WINNIPEG, Manitoba, March 6 Canadian farmers this year will stop building barns that severely limit sow movement and plan to revamp older structures within 10 years after numerous restaurant chains said they would only buy pork produced under more humane conditions.
The revised industry guidelines for handling pigs in Canada include more than 100 animal-care rules, including the phase-out by 2024 of stalls that continuously restrict sow movement, hog groups and the Canadian Federation of Humane Societies said on Thursday.
Restaurant companies including McDonald's Corp, Tim Hortons Inc and Wendy's Co have vowed to buy pork only from farms and other sources that do not use the enclosures. U.S. pork producers Smithfield Foods Inc and Hormel Foods Corp have said they are phasing out the use of such stalls in company-owned facilities.
Canada is the world's sixth-largest hog producer.
Sow stalls, or gestation crates, are typically about 7 feet long and 2 feet wide. A breeding sow is housed there for much of her adult life.
The stalls cause stress for the animals and allow them only to take a step forward or backward, possibly lie down, stand up and sit, the Canadian Federation of Humane Societies said.

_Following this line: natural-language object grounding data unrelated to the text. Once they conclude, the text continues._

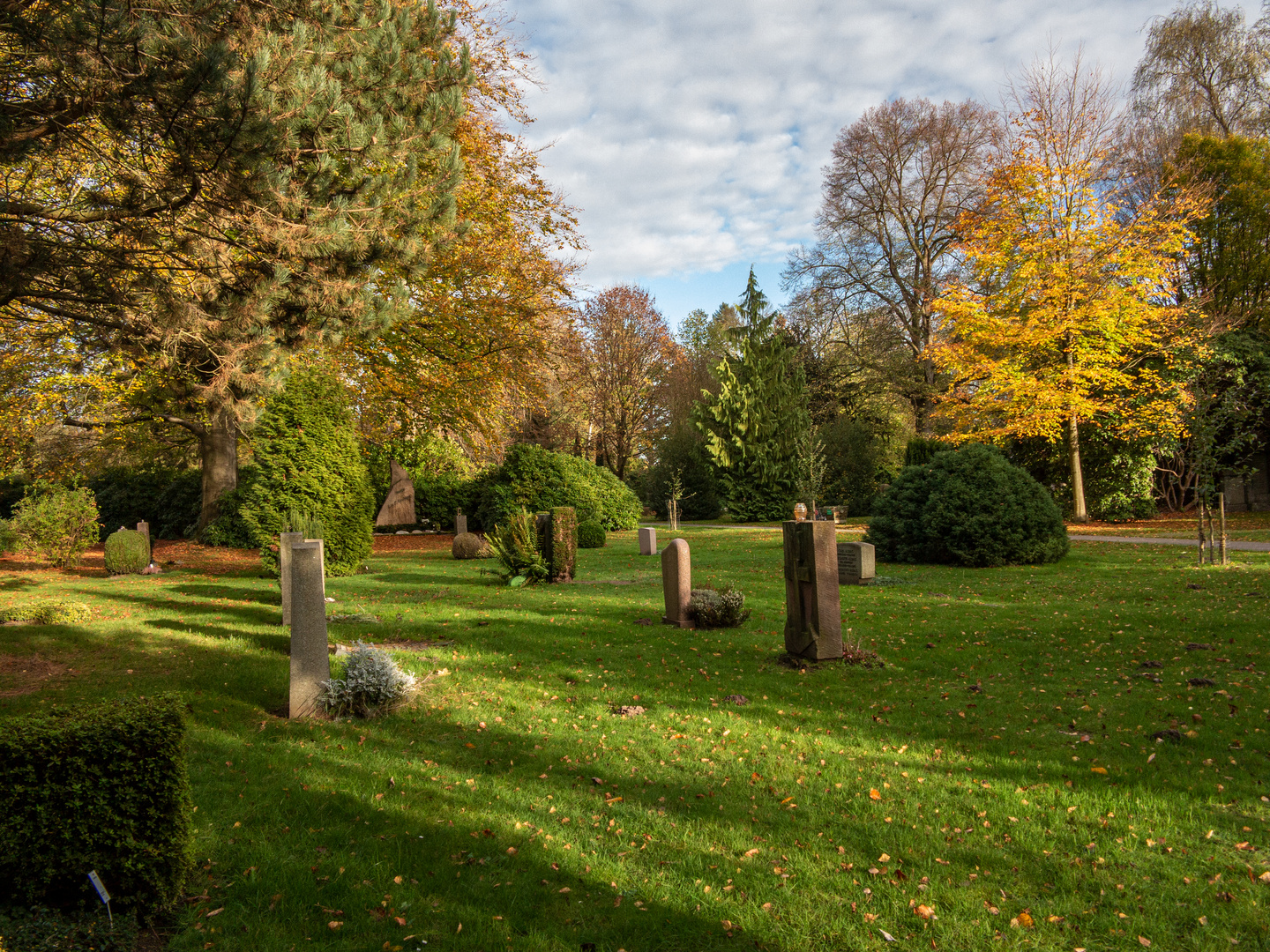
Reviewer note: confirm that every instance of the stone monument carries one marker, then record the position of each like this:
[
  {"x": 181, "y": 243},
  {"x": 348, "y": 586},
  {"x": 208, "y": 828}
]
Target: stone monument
[
  {"x": 310, "y": 657},
  {"x": 286, "y": 539},
  {"x": 813, "y": 614},
  {"x": 855, "y": 562},
  {"x": 648, "y": 541},
  {"x": 677, "y": 583},
  {"x": 398, "y": 509}
]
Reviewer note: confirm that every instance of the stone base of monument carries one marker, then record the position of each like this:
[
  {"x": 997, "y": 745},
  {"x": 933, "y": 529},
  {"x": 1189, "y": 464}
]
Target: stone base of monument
[{"x": 813, "y": 611}]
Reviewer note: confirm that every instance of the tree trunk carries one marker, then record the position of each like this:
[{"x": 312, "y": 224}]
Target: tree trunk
[
  {"x": 1073, "y": 446},
  {"x": 217, "y": 449}
]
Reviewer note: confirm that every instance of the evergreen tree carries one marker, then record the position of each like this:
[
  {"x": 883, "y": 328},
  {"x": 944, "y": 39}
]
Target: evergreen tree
[
  {"x": 310, "y": 464},
  {"x": 756, "y": 423}
]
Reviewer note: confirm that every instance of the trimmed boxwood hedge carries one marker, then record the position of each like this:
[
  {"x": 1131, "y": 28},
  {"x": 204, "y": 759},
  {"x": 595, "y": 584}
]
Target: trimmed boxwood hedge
[
  {"x": 95, "y": 787},
  {"x": 969, "y": 507},
  {"x": 539, "y": 480}
]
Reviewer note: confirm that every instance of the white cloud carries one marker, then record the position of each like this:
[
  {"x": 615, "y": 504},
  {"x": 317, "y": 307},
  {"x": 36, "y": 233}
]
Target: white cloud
[{"x": 692, "y": 133}]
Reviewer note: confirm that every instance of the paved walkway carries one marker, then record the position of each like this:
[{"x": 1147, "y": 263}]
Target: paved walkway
[
  {"x": 1154, "y": 541},
  {"x": 1233, "y": 545}
]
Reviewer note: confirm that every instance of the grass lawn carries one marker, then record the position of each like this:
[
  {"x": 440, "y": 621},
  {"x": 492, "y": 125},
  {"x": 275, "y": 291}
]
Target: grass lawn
[{"x": 993, "y": 786}]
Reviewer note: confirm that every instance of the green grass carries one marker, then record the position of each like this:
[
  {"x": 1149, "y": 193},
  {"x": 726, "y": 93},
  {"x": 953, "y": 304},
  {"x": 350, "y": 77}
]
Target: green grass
[{"x": 1041, "y": 793}]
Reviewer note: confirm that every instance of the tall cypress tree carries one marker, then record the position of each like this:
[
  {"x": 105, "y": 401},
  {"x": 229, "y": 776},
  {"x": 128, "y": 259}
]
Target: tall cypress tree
[{"x": 759, "y": 417}]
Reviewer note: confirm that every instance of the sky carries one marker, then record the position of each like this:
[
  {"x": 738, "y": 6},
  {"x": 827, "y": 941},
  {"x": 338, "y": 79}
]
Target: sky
[{"x": 691, "y": 135}]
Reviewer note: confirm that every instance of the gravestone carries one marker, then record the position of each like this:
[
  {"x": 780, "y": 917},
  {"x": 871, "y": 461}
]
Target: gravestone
[
  {"x": 286, "y": 539},
  {"x": 310, "y": 657},
  {"x": 648, "y": 541},
  {"x": 398, "y": 509},
  {"x": 542, "y": 527},
  {"x": 855, "y": 562},
  {"x": 677, "y": 583},
  {"x": 813, "y": 612}
]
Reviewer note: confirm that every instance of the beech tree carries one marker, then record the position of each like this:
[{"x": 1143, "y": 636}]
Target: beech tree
[
  {"x": 885, "y": 238},
  {"x": 1068, "y": 312},
  {"x": 623, "y": 352},
  {"x": 273, "y": 178}
]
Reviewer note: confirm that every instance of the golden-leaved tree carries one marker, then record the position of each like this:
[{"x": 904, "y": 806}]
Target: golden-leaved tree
[{"x": 1067, "y": 312}]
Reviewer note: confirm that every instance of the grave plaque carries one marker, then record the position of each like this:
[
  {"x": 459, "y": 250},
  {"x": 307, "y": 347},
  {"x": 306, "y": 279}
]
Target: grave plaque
[
  {"x": 310, "y": 657},
  {"x": 813, "y": 614},
  {"x": 677, "y": 583},
  {"x": 648, "y": 541},
  {"x": 855, "y": 562},
  {"x": 285, "y": 541}
]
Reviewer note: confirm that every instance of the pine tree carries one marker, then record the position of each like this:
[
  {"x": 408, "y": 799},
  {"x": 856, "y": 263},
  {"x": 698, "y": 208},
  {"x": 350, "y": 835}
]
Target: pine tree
[{"x": 755, "y": 426}]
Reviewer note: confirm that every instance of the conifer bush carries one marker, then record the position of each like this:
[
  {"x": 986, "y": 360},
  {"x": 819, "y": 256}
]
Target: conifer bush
[
  {"x": 968, "y": 507},
  {"x": 309, "y": 461},
  {"x": 127, "y": 553}
]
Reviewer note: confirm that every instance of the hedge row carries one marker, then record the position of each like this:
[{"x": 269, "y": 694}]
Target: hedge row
[{"x": 98, "y": 787}]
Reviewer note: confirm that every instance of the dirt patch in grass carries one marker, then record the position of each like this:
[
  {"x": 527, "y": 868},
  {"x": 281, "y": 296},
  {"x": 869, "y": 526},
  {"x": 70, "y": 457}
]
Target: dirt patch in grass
[
  {"x": 413, "y": 544},
  {"x": 26, "y": 675}
]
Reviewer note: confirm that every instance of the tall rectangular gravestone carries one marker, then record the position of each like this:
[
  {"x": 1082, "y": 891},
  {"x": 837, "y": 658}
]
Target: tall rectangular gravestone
[
  {"x": 855, "y": 562},
  {"x": 813, "y": 612},
  {"x": 286, "y": 539},
  {"x": 648, "y": 541},
  {"x": 677, "y": 583},
  {"x": 310, "y": 657}
]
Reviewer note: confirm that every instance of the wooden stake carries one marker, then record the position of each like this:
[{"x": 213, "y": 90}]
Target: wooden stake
[{"x": 1221, "y": 508}]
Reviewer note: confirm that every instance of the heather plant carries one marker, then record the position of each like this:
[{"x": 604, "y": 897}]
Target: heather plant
[{"x": 371, "y": 683}]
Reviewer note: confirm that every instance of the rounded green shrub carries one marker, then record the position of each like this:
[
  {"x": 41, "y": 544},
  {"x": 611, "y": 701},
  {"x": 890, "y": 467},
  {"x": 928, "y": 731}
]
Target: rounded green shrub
[
  {"x": 127, "y": 553},
  {"x": 591, "y": 534},
  {"x": 467, "y": 545},
  {"x": 57, "y": 524},
  {"x": 968, "y": 507},
  {"x": 309, "y": 461}
]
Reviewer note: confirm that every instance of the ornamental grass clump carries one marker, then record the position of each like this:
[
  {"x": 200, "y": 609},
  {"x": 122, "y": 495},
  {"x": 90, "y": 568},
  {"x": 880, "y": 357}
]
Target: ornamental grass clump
[
  {"x": 371, "y": 684},
  {"x": 712, "y": 608},
  {"x": 514, "y": 545}
]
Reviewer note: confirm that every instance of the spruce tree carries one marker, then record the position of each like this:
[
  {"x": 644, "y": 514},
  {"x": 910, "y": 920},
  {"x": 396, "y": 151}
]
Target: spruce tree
[
  {"x": 311, "y": 465},
  {"x": 755, "y": 426}
]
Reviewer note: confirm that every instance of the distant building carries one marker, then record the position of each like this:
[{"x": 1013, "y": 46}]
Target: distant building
[{"x": 1251, "y": 494}]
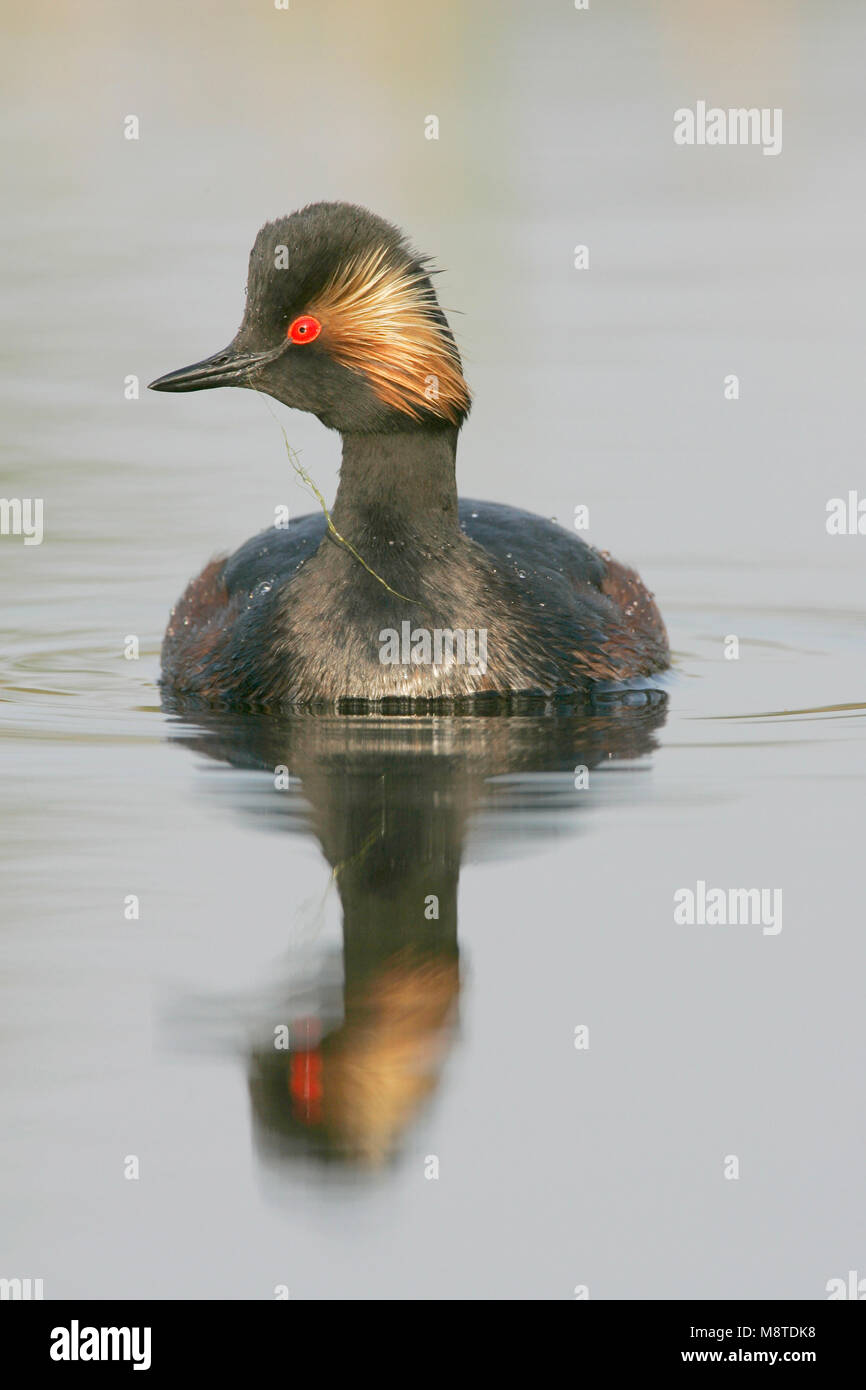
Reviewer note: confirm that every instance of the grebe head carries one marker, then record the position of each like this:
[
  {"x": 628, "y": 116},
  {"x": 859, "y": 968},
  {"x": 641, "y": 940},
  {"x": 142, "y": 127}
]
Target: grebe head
[{"x": 341, "y": 320}]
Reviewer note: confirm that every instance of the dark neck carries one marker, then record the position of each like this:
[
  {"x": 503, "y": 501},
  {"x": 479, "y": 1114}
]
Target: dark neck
[{"x": 395, "y": 484}]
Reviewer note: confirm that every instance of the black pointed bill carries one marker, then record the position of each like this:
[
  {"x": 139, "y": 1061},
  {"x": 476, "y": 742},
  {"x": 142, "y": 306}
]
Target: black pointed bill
[{"x": 224, "y": 369}]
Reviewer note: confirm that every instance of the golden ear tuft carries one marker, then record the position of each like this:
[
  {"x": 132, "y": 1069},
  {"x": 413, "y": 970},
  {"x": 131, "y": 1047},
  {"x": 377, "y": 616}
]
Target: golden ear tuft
[{"x": 381, "y": 320}]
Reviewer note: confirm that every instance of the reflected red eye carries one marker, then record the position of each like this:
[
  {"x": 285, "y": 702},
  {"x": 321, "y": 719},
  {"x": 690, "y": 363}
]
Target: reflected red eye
[{"x": 305, "y": 330}]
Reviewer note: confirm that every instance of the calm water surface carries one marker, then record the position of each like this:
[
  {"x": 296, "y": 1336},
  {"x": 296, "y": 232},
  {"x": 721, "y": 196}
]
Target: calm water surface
[{"x": 302, "y": 906}]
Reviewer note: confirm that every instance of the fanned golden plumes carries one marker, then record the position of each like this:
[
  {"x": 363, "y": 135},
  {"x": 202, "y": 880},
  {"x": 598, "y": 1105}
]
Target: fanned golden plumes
[{"x": 380, "y": 319}]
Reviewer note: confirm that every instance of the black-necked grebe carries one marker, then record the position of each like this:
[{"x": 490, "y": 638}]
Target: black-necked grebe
[{"x": 409, "y": 592}]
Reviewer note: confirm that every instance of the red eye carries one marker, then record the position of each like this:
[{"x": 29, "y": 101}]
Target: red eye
[{"x": 305, "y": 330}]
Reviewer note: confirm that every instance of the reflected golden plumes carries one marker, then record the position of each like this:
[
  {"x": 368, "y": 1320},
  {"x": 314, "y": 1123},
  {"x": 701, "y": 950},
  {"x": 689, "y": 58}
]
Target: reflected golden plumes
[
  {"x": 385, "y": 1061},
  {"x": 380, "y": 319},
  {"x": 389, "y": 798}
]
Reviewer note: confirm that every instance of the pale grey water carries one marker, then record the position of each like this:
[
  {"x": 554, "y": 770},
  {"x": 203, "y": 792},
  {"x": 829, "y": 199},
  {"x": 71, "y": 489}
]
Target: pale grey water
[{"x": 556, "y": 1166}]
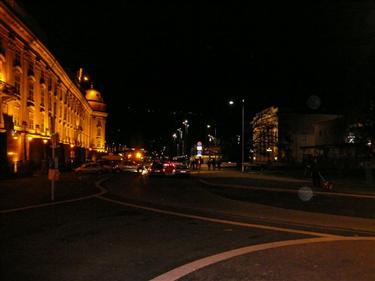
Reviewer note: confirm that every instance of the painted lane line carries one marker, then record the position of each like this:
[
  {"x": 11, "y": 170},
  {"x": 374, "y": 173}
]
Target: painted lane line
[
  {"x": 97, "y": 185},
  {"x": 286, "y": 190},
  {"x": 221, "y": 221},
  {"x": 186, "y": 269}
]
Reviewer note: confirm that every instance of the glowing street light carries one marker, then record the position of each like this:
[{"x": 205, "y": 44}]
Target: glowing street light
[{"x": 231, "y": 102}]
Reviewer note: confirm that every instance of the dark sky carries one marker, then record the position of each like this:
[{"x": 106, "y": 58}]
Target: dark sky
[{"x": 194, "y": 55}]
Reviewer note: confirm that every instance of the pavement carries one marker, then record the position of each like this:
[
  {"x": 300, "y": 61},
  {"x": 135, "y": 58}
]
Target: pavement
[
  {"x": 317, "y": 258},
  {"x": 347, "y": 185},
  {"x": 33, "y": 190}
]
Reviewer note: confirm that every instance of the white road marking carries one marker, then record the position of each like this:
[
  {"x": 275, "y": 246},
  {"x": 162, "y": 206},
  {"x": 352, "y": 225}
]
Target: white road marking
[
  {"x": 294, "y": 191},
  {"x": 186, "y": 269},
  {"x": 97, "y": 184},
  {"x": 221, "y": 221}
]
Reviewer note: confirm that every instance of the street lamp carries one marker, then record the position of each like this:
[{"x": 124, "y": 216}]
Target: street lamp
[
  {"x": 174, "y": 136},
  {"x": 179, "y": 130},
  {"x": 231, "y": 102}
]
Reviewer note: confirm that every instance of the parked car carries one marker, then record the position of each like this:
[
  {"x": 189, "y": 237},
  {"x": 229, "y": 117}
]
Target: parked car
[
  {"x": 181, "y": 169},
  {"x": 128, "y": 166},
  {"x": 90, "y": 168},
  {"x": 160, "y": 168},
  {"x": 108, "y": 165}
]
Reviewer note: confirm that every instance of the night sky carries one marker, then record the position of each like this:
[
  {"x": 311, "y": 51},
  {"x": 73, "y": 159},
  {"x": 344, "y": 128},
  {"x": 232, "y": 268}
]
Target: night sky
[{"x": 193, "y": 56}]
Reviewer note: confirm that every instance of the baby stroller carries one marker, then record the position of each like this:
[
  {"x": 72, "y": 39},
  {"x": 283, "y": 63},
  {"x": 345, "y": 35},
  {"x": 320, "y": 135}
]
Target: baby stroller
[{"x": 326, "y": 184}]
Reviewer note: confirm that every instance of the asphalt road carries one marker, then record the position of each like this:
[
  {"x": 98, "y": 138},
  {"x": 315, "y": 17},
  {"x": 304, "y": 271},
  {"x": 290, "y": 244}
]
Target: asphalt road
[{"x": 144, "y": 227}]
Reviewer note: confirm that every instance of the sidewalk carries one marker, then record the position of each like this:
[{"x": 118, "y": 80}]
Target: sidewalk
[
  {"x": 351, "y": 186},
  {"x": 26, "y": 191}
]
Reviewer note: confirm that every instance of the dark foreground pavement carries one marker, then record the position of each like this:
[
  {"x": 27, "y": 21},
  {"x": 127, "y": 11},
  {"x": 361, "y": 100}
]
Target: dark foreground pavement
[{"x": 34, "y": 190}]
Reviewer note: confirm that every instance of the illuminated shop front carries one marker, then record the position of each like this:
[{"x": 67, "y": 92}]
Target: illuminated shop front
[{"x": 38, "y": 100}]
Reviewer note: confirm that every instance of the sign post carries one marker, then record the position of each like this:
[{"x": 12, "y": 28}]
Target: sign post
[{"x": 53, "y": 172}]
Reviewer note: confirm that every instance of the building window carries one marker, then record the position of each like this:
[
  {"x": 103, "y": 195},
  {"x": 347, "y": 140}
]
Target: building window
[
  {"x": 17, "y": 59},
  {"x": 16, "y": 116},
  {"x": 17, "y": 82},
  {"x": 31, "y": 120},
  {"x": 49, "y": 102},
  {"x": 30, "y": 70},
  {"x": 30, "y": 94},
  {"x": 42, "y": 96},
  {"x": 42, "y": 123}
]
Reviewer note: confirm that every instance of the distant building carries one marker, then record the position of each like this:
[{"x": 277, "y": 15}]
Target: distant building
[
  {"x": 290, "y": 137},
  {"x": 39, "y": 100}
]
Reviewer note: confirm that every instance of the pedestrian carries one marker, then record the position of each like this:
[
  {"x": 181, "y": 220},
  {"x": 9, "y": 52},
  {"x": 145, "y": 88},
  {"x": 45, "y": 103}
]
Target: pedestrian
[
  {"x": 209, "y": 163},
  {"x": 219, "y": 163},
  {"x": 200, "y": 162}
]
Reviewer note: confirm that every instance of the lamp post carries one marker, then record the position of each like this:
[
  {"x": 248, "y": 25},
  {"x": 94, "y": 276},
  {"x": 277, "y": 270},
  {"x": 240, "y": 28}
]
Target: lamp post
[
  {"x": 186, "y": 124},
  {"x": 174, "y": 136},
  {"x": 179, "y": 130},
  {"x": 231, "y": 102}
]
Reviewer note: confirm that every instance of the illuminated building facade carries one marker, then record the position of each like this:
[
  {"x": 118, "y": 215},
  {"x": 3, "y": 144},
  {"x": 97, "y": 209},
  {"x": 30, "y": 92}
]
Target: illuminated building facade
[
  {"x": 38, "y": 100},
  {"x": 279, "y": 135}
]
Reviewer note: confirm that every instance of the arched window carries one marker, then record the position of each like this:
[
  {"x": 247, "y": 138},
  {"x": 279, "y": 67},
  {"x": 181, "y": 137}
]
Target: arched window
[
  {"x": 30, "y": 90},
  {"x": 42, "y": 96},
  {"x": 17, "y": 82},
  {"x": 31, "y": 120}
]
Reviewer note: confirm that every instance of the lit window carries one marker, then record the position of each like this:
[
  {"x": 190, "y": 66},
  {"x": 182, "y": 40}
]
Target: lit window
[
  {"x": 17, "y": 82},
  {"x": 30, "y": 95}
]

The code requires Canadian farmers to build only new barns that have group housing for sows as of July 1, 2014, and also to use pain relief, effective immediately, in castration of piglets over 10 days of age.
By 2024, all other barns may not use stalls that continuously restrict sows' movement. Details of those changes will be worked out in the next five years, said Rick Bergmann, a hog farmer and vice chairman of the Manitoba Pork farm group.
"It's not a ban on stalls, just a ban on systems that restrict sow movement," Bergmann said.
Because of the changes, farmers will need training on how to operate their barns, said Canadian Pork Council spokesman Gary Stordy.
"(It's like) driving on the right side of the road your whole life and all of a sudden being asked to start driving on the left," Stordy said.
Sow stalls offer some advantages, allowing farmers to feed the pigs individually and protect them from aggressive behavior, Bergmann said.
The biggest Canadian hog farms are owned by Quebec-based Olymel Ltd, Toronto-based Maple Leaf Foods Inc and Manitoba's Hylife Ltd.
Maple Leaf spokesman Dave Bauer said the company fully supported the code's guidelines and had converted its first barn to open housing last year. This year, it plans to move 3,000 more sows to open housing.
The code has broad support in the industry, Stordy said, and failure to follow it can make it difficult for a farmer to market his or her hogs.